I respectfully disagree with the majority’s conclusion that defendant should be classified as Ms. Trivette’s co-employee. As a result, I would reverse and remand the trial court’s order, with instructions to grant defendant’s motion to dismiss.

The majority states that defendant’s argument on appeal is that he is “the top person in the school system.” In turn, the majority provides a detailed hierarchy of the administrators within the public school system, in an attempt to refute defendant’s claim. However, it is clear from defendant’s brief filed with this Court, that the majority has misstated defendant’s argument. In his brief, defendant does not argue that he is the top person in the school system-, rather, he argues that as principal, he is the top person in the school in which he is employed. Defendant further argues that as principal of his school, he is an officer and agent' of the school board, and thus, he is properly classified as Ms. Trivette’s employer. I agree with defendant’s argument.

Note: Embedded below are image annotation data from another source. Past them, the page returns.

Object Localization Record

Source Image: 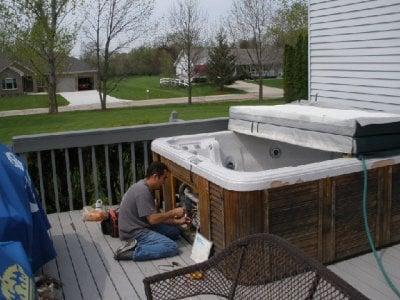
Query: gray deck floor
[43,211,218,300]
[328,245,400,300]
[43,211,400,300]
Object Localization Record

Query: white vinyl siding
[309,0,400,112]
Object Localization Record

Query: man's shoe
[114,239,137,260]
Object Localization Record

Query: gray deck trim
[12,118,228,153]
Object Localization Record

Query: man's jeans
[133,224,180,261]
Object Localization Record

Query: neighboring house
[0,56,97,96]
[175,47,283,79]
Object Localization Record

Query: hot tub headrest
[228,104,400,154]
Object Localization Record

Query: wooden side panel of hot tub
[154,155,400,263]
[386,165,400,242]
[264,181,320,259]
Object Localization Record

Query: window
[1,78,17,90]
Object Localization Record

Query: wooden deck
[43,211,212,300]
[328,244,400,300]
[43,211,400,300]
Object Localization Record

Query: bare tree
[170,0,206,104]
[229,0,274,101]
[3,0,77,113]
[86,0,154,110]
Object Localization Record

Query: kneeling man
[114,162,186,261]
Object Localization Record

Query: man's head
[146,161,168,190]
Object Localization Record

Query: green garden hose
[359,156,400,299]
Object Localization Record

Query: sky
[72,0,232,57]
[154,0,232,23]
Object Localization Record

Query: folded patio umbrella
[0,144,56,272]
[0,242,36,300]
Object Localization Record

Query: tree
[283,34,308,102]
[159,49,175,77]
[229,0,274,102]
[86,0,154,110]
[170,0,205,104]
[272,0,308,48]
[2,0,76,113]
[207,30,235,91]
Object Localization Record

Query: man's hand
[174,216,186,225]
[168,207,185,219]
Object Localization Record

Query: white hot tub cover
[228,104,400,155]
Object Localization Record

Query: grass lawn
[246,78,283,89]
[0,99,284,144]
[111,76,243,100]
[0,95,69,111]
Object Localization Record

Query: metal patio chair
[143,234,368,300]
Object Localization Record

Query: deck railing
[12,118,228,212]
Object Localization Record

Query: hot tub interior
[168,131,342,172]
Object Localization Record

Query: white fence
[160,78,189,87]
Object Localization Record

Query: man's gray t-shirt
[118,180,157,240]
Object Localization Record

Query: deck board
[85,217,140,299]
[59,212,100,299]
[70,212,119,299]
[328,245,400,300]
[43,211,400,300]
[48,214,83,300]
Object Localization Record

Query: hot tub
[152,105,400,263]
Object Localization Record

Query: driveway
[60,90,126,106]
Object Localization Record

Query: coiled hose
[359,156,400,299]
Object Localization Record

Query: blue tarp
[0,242,35,300]
[0,144,56,273]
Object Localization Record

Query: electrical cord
[359,156,400,299]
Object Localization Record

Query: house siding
[309,0,400,112]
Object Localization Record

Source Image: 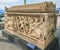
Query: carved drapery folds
[5,2,57,49]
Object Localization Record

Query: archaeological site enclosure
[4,2,57,49]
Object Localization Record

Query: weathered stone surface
[5,2,57,49]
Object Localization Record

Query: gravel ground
[0,27,60,50]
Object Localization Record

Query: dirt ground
[0,27,60,50]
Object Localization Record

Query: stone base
[2,31,59,50]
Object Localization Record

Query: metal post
[24,0,26,5]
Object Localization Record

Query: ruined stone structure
[5,2,57,49]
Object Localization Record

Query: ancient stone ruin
[5,2,57,49]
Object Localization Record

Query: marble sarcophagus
[4,2,57,49]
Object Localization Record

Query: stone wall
[5,2,57,49]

As the majority has noted, our General Statutes define a school principal as “[t]he executive head of the school.” See N.C. Gen. Stat. § 115C-5(7) (2009). This Court has further established that a school principal is a public officer. See Gunter v. Anders, 114 N.C. App. 61, 67-68, 441 S.E.2d 167, 171 (1994). In Gunter, this Court reviewed whether the principal and the superintendent of a particular school system were considered officers or employees of the school board for purposes of liability. We held in Gunter that both superintendents and principals are properly classified as public officers, not employees. Furthermore, in Abell v. Nash County Bd. of Education, 71 N.C. App. 48, 53, 321 S.E.2d 502, 506 (1984), this Court established that “[b]y statute and under traditional common-law principles, then, the superintendent and principal are agents of the board.” Thus, as principal of his school, defendant was both an officer and agent of the school board.

*488An agent may also be referred to as an “alter-ego.” See State ex rel. Utilities Com. v. Southern Bell Tel. & Tel. Co., 326 N.C. 522, 523, 391 S.E.2d 487, 488 (1990) (where the Supreme Court was reviewing whether one company acted as the agent or alter-ego of another company). Therefore, defendant, as an agent of the school board, may also be classified as an “alter-ego” of the school board. This Court has established that one way to determine whether an individual is a co-employee or employer for purposes of Workers’ Compensation is to determine whether that person is the “employer in person [or] a person who is realistically the alter ego of the [employer.]” Dunleavy v. Yates Constr. Co., 106 N.C. App. 146, 154, 416 S.E.2d 193, 198 (1992). Here, defendant was an officer, agent, and alter-ego of the employer, the school board. Thus, defendant should be classified as Ms. Trivette’s employer at the time of the incident.

As the majority has indicated, the exclusivity of the Workers’ Compensation Act does not apply to common law actions by an employee against her employer when that action is based on the intentional conduct of the employer. Woodson v. Rowland, 329 N.C. 330, 340-41, 407 S.E.2d 222, 228 (1991). Here, plaintiffs have not alleged intentional conduct in their complaint. Therefore, I believe that plaintiffs’ relief is limited to a claim under the Workers’ Compensation Act. The decision of the trial court should be reversed, and this case should be remanded to the trial court with instruction to grant defendant’s motion to dismiss.